Although they developed a close relationship, Moehringer recapped a fight he and Harry had via Zoom in the summer of 2022 at the beginning of the essay.
Moehringer said they were discussing a passage of the book where Harry was tortured as part of a military training exercise and one of his fellow soldiers made a “vile dig” at Princess Diana. The fellow soldier later apologized to Harry, which Harry told Moehringer he responded to with a comeback. Moehringer didn’t want to include Harry’s response, which led the pair to argue.
“I was exasperated with Prince Harry,” Moehringer opened the essay. “My head was pounding, my jaw was clenched, and I was starting to raise my voice. And yet some part of me was still able to step outside the situation and think, ‘This is so weird.
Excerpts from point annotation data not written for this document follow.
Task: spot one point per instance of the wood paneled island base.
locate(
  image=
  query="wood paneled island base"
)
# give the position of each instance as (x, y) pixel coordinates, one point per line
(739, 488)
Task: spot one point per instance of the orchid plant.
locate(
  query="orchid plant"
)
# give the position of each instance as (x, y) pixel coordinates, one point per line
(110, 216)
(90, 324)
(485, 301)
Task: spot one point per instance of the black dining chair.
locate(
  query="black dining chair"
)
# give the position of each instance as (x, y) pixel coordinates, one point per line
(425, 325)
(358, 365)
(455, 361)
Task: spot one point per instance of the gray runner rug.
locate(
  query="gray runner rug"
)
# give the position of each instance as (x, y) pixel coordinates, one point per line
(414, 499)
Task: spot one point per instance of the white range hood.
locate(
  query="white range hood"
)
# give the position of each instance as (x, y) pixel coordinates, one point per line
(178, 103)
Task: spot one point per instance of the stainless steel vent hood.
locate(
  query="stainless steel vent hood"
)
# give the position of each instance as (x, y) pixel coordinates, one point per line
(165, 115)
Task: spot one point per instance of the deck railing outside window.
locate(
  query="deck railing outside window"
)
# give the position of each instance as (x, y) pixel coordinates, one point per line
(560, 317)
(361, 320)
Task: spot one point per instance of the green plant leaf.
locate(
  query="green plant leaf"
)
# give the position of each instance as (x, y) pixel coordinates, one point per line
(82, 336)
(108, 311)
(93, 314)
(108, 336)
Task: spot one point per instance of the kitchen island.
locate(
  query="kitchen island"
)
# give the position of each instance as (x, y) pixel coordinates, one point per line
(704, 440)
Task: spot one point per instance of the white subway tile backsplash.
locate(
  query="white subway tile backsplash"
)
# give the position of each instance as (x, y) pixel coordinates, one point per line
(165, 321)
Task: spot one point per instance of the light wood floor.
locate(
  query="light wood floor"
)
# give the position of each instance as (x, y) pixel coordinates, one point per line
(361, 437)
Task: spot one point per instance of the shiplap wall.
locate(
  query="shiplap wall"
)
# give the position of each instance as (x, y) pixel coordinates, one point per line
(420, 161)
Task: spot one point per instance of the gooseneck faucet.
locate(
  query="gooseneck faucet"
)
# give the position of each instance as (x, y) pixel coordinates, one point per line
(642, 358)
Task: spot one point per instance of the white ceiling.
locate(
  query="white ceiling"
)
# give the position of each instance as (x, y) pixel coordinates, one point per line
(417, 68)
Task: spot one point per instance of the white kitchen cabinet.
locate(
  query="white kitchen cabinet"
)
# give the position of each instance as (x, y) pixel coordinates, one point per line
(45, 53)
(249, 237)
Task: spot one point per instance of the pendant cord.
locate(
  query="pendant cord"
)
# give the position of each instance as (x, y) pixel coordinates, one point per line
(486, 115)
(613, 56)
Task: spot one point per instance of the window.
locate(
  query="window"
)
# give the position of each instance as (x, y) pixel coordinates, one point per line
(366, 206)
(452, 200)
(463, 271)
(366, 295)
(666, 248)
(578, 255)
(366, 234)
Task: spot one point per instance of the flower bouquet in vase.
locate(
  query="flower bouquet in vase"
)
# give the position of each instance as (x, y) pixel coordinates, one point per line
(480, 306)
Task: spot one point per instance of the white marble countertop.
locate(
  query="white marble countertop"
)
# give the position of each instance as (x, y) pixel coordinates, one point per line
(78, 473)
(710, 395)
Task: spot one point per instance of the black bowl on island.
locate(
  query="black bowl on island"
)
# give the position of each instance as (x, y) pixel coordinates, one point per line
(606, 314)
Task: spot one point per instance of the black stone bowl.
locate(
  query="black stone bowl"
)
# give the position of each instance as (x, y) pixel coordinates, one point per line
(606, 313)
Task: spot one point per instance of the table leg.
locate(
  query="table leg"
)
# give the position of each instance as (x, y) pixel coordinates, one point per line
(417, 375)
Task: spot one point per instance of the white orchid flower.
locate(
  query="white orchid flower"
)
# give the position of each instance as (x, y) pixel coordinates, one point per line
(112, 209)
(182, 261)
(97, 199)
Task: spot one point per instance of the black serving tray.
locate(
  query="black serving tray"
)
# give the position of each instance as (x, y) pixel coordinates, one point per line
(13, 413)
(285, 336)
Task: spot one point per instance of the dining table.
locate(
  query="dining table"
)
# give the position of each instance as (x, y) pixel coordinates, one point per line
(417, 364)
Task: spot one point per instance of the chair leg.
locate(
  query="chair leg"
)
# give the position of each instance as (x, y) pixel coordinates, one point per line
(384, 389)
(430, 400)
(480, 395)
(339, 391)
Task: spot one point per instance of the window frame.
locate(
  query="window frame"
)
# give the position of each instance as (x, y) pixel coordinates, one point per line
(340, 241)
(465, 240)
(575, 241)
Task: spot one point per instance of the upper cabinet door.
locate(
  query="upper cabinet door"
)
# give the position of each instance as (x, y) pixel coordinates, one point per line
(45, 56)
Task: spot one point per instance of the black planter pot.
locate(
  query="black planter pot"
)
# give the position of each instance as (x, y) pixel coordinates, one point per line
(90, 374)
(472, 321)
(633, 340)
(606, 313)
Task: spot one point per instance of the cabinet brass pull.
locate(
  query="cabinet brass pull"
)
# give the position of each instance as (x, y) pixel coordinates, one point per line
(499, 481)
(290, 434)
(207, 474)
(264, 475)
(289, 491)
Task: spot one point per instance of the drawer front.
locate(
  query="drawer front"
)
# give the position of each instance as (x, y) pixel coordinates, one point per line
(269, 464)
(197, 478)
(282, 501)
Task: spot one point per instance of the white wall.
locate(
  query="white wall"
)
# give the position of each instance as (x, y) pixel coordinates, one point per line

I’m shouting at Prince Harry.'”
Moehringer said Harry went on to explain to him that he wanted to include his response because people questioned his intelligence throughout his life, but Moehringer ended up convincing Harry to omit the comeback, as he thought it wouldn’t resonate with readers.
Moehringer also said in his essay that he and Harry bonded while writing “Spare,” particularly over the mutual loss of their mothers.
“Princess Diana had died twenty-three years before our first conversation, and my mother, Dorothy Moehringer, had just died, and our griefs felt equally fresh,” Moehringer wrote.
He said that Harry’s grief is what ultimately convinced him to ghostwrite the memoir.
“In retrospect, though, I think I selfishly welcomed the idea of being able to speak with someone, an expert, about that never-ending feeling of wishing you could call your mom,” he said.
Moehringer and Harry began collaborating on the memoir in 2020, with the author even staying at Harry and Meghan Markle’s guesthouse on two occasions.
Moehringer had the option to remain anonymous when they began working together, but his identity was leaked during the writing process. “Spare” itself was then leaked a week before its publication date.
Because his identity was known when “Spare” was published, Moehringer said he became swept up in the same tabloid frenzy Prince Harry faces on a daily basis.
He said paparazzi photographed him at his child’s school as he tried to drop them off, and a reporter appeared at his house the same day.
“Then, not one hour later, as I sat at my desk, trying to calm myself, I looked up to see a woman’s face at my window,” Moehringer said. “As if in a dream, I walked to the window and asked, ‘Who are you?’ Through the glass, she whispered, ‘I’m from the Mail on Sunday.'”
Moehringer went on to say that Harry comforted him and his wife after the experience.
“Harry was all heart,” he said of the Duke of Sussex’s response. “He asked if my family was OK, asked for physical descriptions of the people harassing us, promised to make some calls, see if anything could be done. We both knew nothing could be done, but still.”
“I felt gratitude, and some regret. I’d worked hard to understand the ordeals of Harry Windsor, and now I saw that I understood nothing,” he said. “Empathy is thin gruel compared with the marrow of experience.”